The field of neuroeconomics incorporates many disciplines of learning, including economics, cognitive and social psychology, neuroscience, and biology. Techniques from each discipline are used to try and further understand the decisions we make. Look below to learn more about the specific techniques we use to try and shed light on why we, as humans, make the choices we do.
Functional Neuroimaging Methods
Neuroimaging research in our laboratory uses functional magnetic resonance imaging (fMRI) to study the mechanisms underlying decision making. To better understand this neuroimaging technique and its limitations, we have published studies on the basic properties of the hemodynamic response measured by fMRI. Properties investigated by our laboratory have included refractory effects associated with repeated stimulus presentation, stimulus-specific adaptation effects, differences in the hemodynamic response across individuals and subject groups, effects of signal-to-noise upon the reproducibility of activation, and the relation between fMRI activation and intracranially recorded activity. Some studies use pattern classification algorithms derived from machine learning (e.g., support vector machines, SVM) to identify local information carried across voxels within a brain region. We also apply functional connectivity techniques to understand large-scale networks in the brain -- and how those networks contribute to behavior.
Finally, we explore major issues in neuroimaging research through review articles, meta-analyses, and our textbook Functional Magnetic Resonance Imaging (3nd edition published in 2014).
Economic Decision Making
To understand how people make decisions, our laboratory adopts many of the practices of behavioral economics (e.g, incentive-compatible choices, full information). This provides an important advantage for cognitive neuroscience research: it allows us to specify the factors underlying choice, both within and across individuals, with great precision. Moreover, many (but not all!) import real-world choices can be described using economic terms: cost-benefit tradeoffs, utility functions, risk and ambiguity, and temporal delay. Our core goal is to use knowledge of the functional properties of the brain to develop better understanding of economic phenomena. In essence, we seek models of brain function that provide new insights for models of behavior.
We explore these and other aspects of decision making using functional magnetic resonance imaging, eye-tracking, measures of behavior, and computational modeling. We collaborate with other laboratories at Duke, at Duke-NUS Medical School, and at other institutions to extend this work via different techniques (e.g., EEG, TMS) and new populations (e.g., sleep deprivation, younger children and older adults, addiction).
Social Decision Making
Many decisions lead to consequences for others. Our laboratory explores several sorts of social decisions: those that involve personal sacrifice for another’s benefit (e.g., choices in a competitive game). We adopt the working hypothesis that, throughout evolutionary time, many of the most critical decisions were social, not economic. Thus, neural systems for the adaptive control of behavior often acted to achieve social goals, in concert with systems for understanding the cognitions and desires of others. We believe that this is an important and understudied area of research — one that will merge with neuroeconomics over the coming years.
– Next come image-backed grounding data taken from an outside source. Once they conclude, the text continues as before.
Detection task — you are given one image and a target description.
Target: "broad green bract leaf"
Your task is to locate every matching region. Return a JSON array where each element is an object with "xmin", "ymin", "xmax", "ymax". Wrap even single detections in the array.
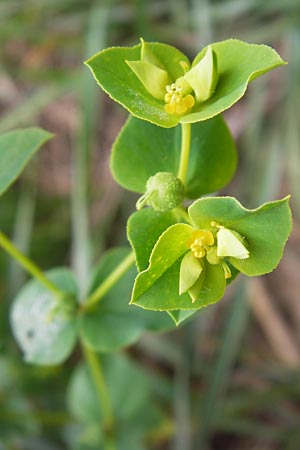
[
  {"xmin": 131, "ymin": 224, "xmax": 226, "ymax": 310},
  {"xmin": 188, "ymin": 196, "xmax": 292, "ymax": 276},
  {"xmin": 86, "ymin": 42, "xmax": 189, "ymax": 128},
  {"xmin": 112, "ymin": 115, "xmax": 237, "ymax": 198},
  {"xmin": 181, "ymin": 39, "xmax": 286, "ymax": 124},
  {"xmin": 132, "ymin": 224, "xmax": 194, "ymax": 300},
  {"xmin": 0, "ymin": 128, "xmax": 52, "ymax": 196},
  {"xmin": 10, "ymin": 268, "xmax": 78, "ymax": 365},
  {"xmin": 86, "ymin": 39, "xmax": 285, "ymax": 128},
  {"xmin": 79, "ymin": 248, "xmax": 175, "ymax": 352},
  {"xmin": 127, "ymin": 210, "xmax": 197, "ymax": 323}
]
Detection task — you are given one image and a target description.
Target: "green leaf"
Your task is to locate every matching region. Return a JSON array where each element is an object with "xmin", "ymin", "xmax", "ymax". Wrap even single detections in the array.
[
  {"xmin": 188, "ymin": 196, "xmax": 292, "ymax": 276},
  {"xmin": 86, "ymin": 42, "xmax": 189, "ymax": 128},
  {"xmin": 0, "ymin": 128, "xmax": 53, "ymax": 196},
  {"xmin": 67, "ymin": 353, "xmax": 155, "ymax": 424},
  {"xmin": 133, "ymin": 257, "xmax": 226, "ymax": 310},
  {"xmin": 112, "ymin": 115, "xmax": 237, "ymax": 198},
  {"xmin": 181, "ymin": 39, "xmax": 286, "ymax": 124},
  {"xmin": 132, "ymin": 223, "xmax": 194, "ymax": 300},
  {"xmin": 128, "ymin": 212, "xmax": 196, "ymax": 323},
  {"xmin": 131, "ymin": 224, "xmax": 226, "ymax": 310},
  {"xmin": 10, "ymin": 268, "xmax": 78, "ymax": 365},
  {"xmin": 79, "ymin": 248, "xmax": 175, "ymax": 352},
  {"xmin": 127, "ymin": 208, "xmax": 179, "ymax": 271},
  {"xmin": 86, "ymin": 39, "xmax": 285, "ymax": 127}
]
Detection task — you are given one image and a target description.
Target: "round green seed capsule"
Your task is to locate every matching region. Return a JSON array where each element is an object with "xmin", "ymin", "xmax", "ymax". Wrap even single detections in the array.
[{"xmin": 136, "ymin": 172, "xmax": 185, "ymax": 212}]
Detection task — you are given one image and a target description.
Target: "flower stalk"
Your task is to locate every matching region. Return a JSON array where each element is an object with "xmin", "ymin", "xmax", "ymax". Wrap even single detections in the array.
[{"xmin": 177, "ymin": 123, "xmax": 192, "ymax": 187}]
We also conduct traditional cognitive neuroscience research on the executive control of behavior, with an emphasis on the prefrontal cortex (PFC). These studies use tasks derived from cognitive psychology -- often involving response selection, behavioral conflict, or memory -- and seek to elucidate the functional properties of specific regions within PFC by converging evidence across multiple studies. This work often connects to our lab's interest in neuroeconomics. For example, we have used sets of different decision making tasks to map out a functional topography within medial prefrontal cortex. We have also investigated parallels between executive control processes (e.g., emotion regulation) and decision making processes (e.g., valuation). In recent years, we have explored techniques of meta-analysis that provide insight about large-scale regularities in the cognitive neuroscience literature.